Sulla scia di una sorprendente stagione da rookie con la maglia dei Los Angeles Lakers, Austin Reaves ha intenzione di lasciare un segno importante nel mondo NBA, anzitutto da un punto di vista prettamente onomastico.
Reaves, infatti, intervistato da Dave McMenamin di ESPN, ha colto l’occasione profusa dall’intervista per commentare i due soprannomi grotteschi affibbiatigli dopo il suo primo anno nella lega da colleghi ed addetti ai lavori, motivando ampiamente il suo sdegno di fronte a leggerezza e parodia:
“Dopo le prime apparizioni significative, compagni e media hanno cominciato a chiamarmi AR-15, riprendendo iniziali e numero di maglia, ed anche Hillbilly Kobe, con riferimento alla mia infanzia trascorsa a Newark (Arkansas).
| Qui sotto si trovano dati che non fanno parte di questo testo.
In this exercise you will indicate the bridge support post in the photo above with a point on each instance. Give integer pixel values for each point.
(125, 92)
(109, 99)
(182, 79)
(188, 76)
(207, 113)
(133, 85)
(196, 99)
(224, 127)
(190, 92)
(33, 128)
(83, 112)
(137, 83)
Per quanto potenzialmente innocuo e basilare, il primo ha generato sin da subito nel sottoscritto un profondo senso di vergogna a riguardo della sempre più carente sicurezza civile di questo Paese. L’AR-15 è anche un fucile d’assalto, lo stesso della strage di Uvalde dello scorso maggio, ed io non voglio che la mia immagine sportiva possa essere associata, anche indirettamente, ad uno strumento di morte”.
Continua Reaves:
“I soprannomi non si possono scegliere per definizione, ma si possono respingere se generano vergogna e inquietudine. Il discorso precedente vale anche per “Hillbilly Kobe”; è un onore per me rappresentare la mia città e lo stato dell’Arkansas, ma non mi sento degno di leggere il nome di Kobe Bryant tra le componenti del mio nickname, specie dopo la sua morte. Kobe è stato un esempio per me e non voglio che il suo nome venga ridicolizzato per creare un soprannome scherzoso destinato al sottoscritto. Voglio che la lega ricordi solo il mio vero nome in futuro e non una serie di nomignoli scherzosi pensati ad arte per sottolineare l’impresa titanica compiuta da un ragazzo bianco, dal fisico gracile, che è entrato in NBA senza nemmeno passare dal Draft”.